天然水の水宅配や浄水型ウォーターサーバーを展開する富士山GXホールディングスは2月25日、山梨県富士吉田市、昭和医科大学と、再生医療における包括連携協定を結び、調印式を行った。富士山GXHDでは現在、富士吉田市内にある工場に、ヒト幹細胞培養上清液を月間3000リットル製造できる体制を整備している。市や大学との連携により、研究や製造、販売体制を拡充するとしている。
今回の協定は、同社が培ってきた再生医療技術と、昭和医科大学の医学的知見、富士吉田市の行政支援を融合させる「産学官連携」の枠組み。同社が開発・製造する「ヒト幹細胞培養上清液」の安全性や有効性について、同大の知見をもとにエビデンスを蓄積し、次世代の標準医療として確立することを目指す。
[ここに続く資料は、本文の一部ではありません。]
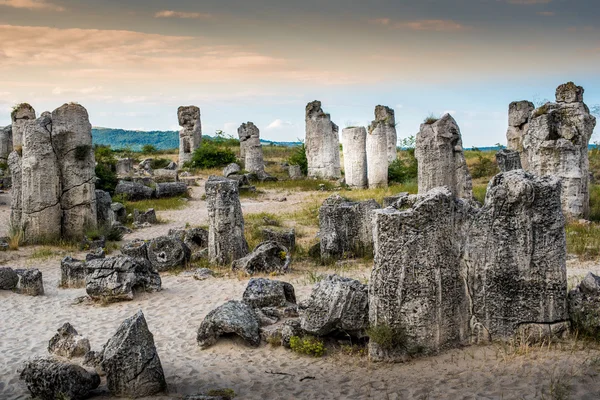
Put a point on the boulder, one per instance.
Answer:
(168, 252)
(336, 304)
(49, 379)
(117, 278)
(68, 343)
(441, 160)
(226, 241)
(148, 216)
(131, 362)
(268, 257)
(261, 292)
(171, 189)
(73, 273)
(283, 236)
(30, 282)
(322, 143)
(134, 191)
(232, 317)
(231, 169)
(345, 228)
(8, 279)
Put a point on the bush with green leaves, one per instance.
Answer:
(210, 154)
(308, 345)
(298, 157)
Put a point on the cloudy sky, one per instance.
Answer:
(131, 63)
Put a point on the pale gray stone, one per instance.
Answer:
(322, 144)
(354, 142)
(441, 160)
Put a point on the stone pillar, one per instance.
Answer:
(191, 134)
(377, 155)
(416, 289)
(251, 148)
(519, 113)
(354, 141)
(322, 144)
(439, 153)
(41, 186)
(385, 120)
(508, 160)
(21, 114)
(345, 228)
(16, 198)
(556, 143)
(72, 139)
(226, 241)
(5, 143)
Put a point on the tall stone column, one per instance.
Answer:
(385, 120)
(377, 155)
(556, 143)
(439, 153)
(226, 241)
(322, 144)
(21, 114)
(519, 113)
(251, 148)
(190, 136)
(40, 184)
(72, 140)
(354, 142)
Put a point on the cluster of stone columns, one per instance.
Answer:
(553, 139)
(367, 155)
(53, 173)
(190, 136)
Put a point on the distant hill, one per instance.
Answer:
(162, 140)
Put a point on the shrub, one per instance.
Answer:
(149, 149)
(308, 345)
(211, 155)
(298, 157)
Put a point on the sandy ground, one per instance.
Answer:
(175, 313)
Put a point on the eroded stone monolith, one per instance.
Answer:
(41, 187)
(251, 149)
(72, 142)
(322, 144)
(191, 134)
(354, 141)
(226, 241)
(519, 113)
(556, 143)
(440, 157)
(21, 114)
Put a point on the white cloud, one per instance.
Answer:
(32, 5)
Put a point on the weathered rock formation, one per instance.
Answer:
(556, 143)
(49, 379)
(226, 241)
(508, 160)
(345, 228)
(322, 144)
(68, 343)
(446, 273)
(191, 134)
(336, 304)
(131, 362)
(439, 153)
(354, 141)
(20, 116)
(519, 113)
(116, 279)
(232, 317)
(251, 149)
(268, 257)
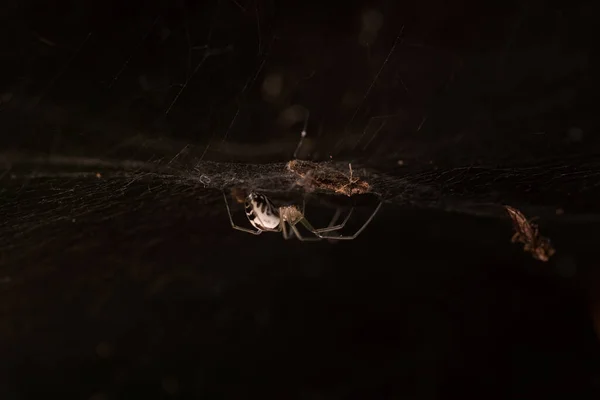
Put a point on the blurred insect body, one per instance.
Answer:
(527, 233)
(265, 217)
(317, 176)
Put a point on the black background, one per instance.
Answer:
(122, 278)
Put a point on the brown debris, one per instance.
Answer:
(239, 195)
(527, 233)
(314, 176)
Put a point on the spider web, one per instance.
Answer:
(150, 135)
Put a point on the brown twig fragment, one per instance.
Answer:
(314, 176)
(527, 233)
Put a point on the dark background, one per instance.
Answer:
(121, 122)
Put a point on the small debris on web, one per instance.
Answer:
(527, 233)
(239, 195)
(313, 176)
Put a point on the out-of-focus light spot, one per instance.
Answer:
(372, 21)
(272, 87)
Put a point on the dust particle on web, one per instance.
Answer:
(239, 195)
(314, 176)
(528, 234)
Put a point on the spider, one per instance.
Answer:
(528, 234)
(265, 217)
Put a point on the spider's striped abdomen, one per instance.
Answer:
(261, 213)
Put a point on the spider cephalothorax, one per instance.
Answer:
(265, 217)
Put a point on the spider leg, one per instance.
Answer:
(286, 234)
(351, 237)
(233, 225)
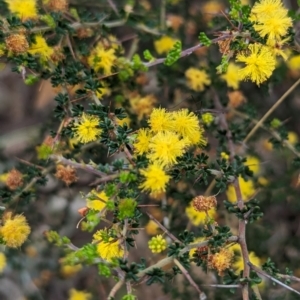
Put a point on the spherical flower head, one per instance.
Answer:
(79, 295)
(156, 178)
(24, 9)
(142, 106)
(186, 124)
(97, 200)
(274, 26)
(15, 230)
(108, 250)
(224, 155)
(164, 44)
(157, 244)
(207, 118)
(221, 261)
(253, 164)
(197, 79)
(70, 270)
(141, 145)
(102, 59)
(160, 120)
(203, 203)
(17, 43)
(232, 76)
(152, 228)
(236, 99)
(66, 173)
(2, 261)
(294, 63)
(260, 63)
(165, 147)
(247, 190)
(199, 217)
(41, 48)
(86, 130)
(14, 179)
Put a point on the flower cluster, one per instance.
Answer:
(14, 230)
(157, 244)
(87, 129)
(221, 261)
(167, 139)
(107, 248)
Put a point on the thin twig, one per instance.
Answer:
(202, 295)
(263, 273)
(76, 165)
(115, 289)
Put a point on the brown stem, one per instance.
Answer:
(240, 202)
(163, 228)
(76, 165)
(202, 295)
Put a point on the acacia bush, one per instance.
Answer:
(170, 157)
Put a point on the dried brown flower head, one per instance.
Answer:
(83, 33)
(17, 43)
(66, 173)
(202, 203)
(14, 179)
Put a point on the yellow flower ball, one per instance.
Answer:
(15, 230)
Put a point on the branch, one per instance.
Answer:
(202, 295)
(164, 262)
(263, 273)
(76, 165)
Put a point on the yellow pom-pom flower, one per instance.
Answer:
(238, 265)
(165, 147)
(221, 261)
(197, 79)
(41, 48)
(97, 200)
(294, 63)
(15, 230)
(2, 261)
(164, 44)
(274, 26)
(207, 118)
(160, 120)
(24, 9)
(156, 178)
(157, 244)
(247, 190)
(108, 250)
(102, 59)
(199, 217)
(186, 124)
(79, 295)
(86, 130)
(141, 144)
(260, 63)
(232, 76)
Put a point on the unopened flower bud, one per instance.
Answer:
(17, 43)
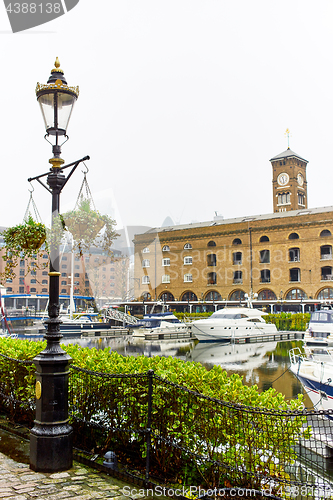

粟井社長は「再生医療を事業の柱とし、人類の社会的課題である健康寿命の延伸に貢献したい」と強調した。同社の開発センター内に医療機関を設置する計画を立てており、2026年10月には本格的な診断・治療設備を稼働する予定。海外顧客を中心としたメディカルツーリズムを確立する計画だ。
東京・銀座や甲府市内の病院とも提携を進めているほか、富士吉田市の市立病院への技術導入も視野に入れている。
昭和医科大学の小口克治理事長は、臨床研究における助言や学生への教育を通じた貢献に意欲を示した。
富士吉田市の堀内茂市長は、最先端医療と地域の観光資源を組み合わせた「滞在型メディカルツーリズム」の推進に期待を寄せ、同市を再生医療の聖地とする街づくりを全面的に支援する方針だ。
三者は今後、実務レベルでの協議を重ね、研究成果の社会実装と地域経済の活性化を段階的に進めていくとしている。